Basel Gutes Design soll Spaß machen

Ob individuell bedruckte Tapeten oder kreative Lampenschirme: Die Designmesse Blickfang bietet interessante Einblicke in die Arbeit internationaler Künstler. Foto: Michael Werndorff

Basel - Von ausgefallenen Wohnaccessoires über Schmuck bis hin zu Möbel und Kleidung – die internationale Designmesse „Blickfang“ findet derzeit zum 10. Mal in Basel statt. Zu entdecken gibt es Einzelstücke statt Massenproduktion.

Mehr als 150 Designer präsentieren sich bis Sonntag in Halle 2 der Basler Messe. Etwa 30 Prozent der Teilnehmer kommen aus der Region Basel und dem Südbadischen. Zudem gibt es viele neue Aussteller, wie Astrid Paulus, Projektleiterin für Basel und Zürich, im Gespräch mit unserer Zeitung sagte.

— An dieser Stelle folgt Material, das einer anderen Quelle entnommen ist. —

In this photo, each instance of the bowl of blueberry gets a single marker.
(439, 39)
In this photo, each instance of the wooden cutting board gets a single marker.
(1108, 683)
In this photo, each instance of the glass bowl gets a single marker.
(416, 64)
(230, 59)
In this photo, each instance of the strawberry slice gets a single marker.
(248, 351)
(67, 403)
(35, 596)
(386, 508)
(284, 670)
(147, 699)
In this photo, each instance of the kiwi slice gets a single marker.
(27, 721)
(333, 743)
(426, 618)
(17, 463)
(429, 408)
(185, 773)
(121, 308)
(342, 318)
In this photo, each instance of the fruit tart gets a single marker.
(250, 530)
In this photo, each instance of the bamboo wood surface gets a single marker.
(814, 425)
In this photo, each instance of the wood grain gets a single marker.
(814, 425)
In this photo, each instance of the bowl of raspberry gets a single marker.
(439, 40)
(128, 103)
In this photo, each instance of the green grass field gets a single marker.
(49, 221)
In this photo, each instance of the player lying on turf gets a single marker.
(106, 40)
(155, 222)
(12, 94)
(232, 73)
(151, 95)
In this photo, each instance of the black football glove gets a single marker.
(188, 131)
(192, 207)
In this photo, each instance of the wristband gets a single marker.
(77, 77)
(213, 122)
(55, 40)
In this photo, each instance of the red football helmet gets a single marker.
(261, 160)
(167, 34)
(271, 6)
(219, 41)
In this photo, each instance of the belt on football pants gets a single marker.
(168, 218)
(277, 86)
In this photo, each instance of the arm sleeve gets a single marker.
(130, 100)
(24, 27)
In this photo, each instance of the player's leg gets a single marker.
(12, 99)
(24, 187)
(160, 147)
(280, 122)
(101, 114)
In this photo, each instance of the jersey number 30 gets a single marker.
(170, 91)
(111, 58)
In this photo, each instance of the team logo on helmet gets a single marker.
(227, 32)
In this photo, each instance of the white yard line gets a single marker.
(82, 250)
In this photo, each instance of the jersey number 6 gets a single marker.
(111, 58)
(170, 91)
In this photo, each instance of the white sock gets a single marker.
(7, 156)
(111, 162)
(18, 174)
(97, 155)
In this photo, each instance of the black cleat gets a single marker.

Als international agierende Verkaufsmesse versammelt die Blickfang gestalterische Einflüsse und Designs aus aller Welt. Dabei steht aber nicht nur gutes Aussehen an oberster Stelle, meint Geschäftsführerin Jennifer Reaves. Für sie muss gutes Design mehrere Aspekte umfassen: Langlebigkeit, hohe Qualität, Robustheit, Funktionalität und Schönheit. „Zuletzt soll es aber auch Spaß machen“, meint Reaves, die hohe Qualitätsansprüche stellt. „Trotzdem müssen wir die Quantität und Kommerzialität im Auge behalten. Darüber werde mit der Jury, welche die Auswahl der Aussteller trifft, immer diskutiert. „Wir wollen jedenfalls nicht in Schönheit sterben.“ Zudem soll die Zahl der Aussteller zukünftig weiter steigen, verweist Reeves auf noch ungenutzte Hallenfläche.

Bettgestell aus Mooreiche

Über Schönheit und Funktionalität kann sich jeder Besucher ein eigenen Bild machen. Das Angebot ist wie in den vergangenen Jahres breit gefächert. Neben Vasen, Kleidern, Schmuck und Velos zeigt Christian Tanner, was aus einer Jahrtausende alten Mooreiche geschaffen werden kann: zum Beispiel ein Bettgestell. Bis das Holz vorsichtig verarbeitet werden kann, muss es zunächst mehrerer Jahre trocknen, erläutert der Basler Möbelmacher. Das edle Stück hat seinen Preis, knapp 6400 Franken muss der Käufer für das durchdachte und in Handarbeit hergestellte Bettgestell zahlen.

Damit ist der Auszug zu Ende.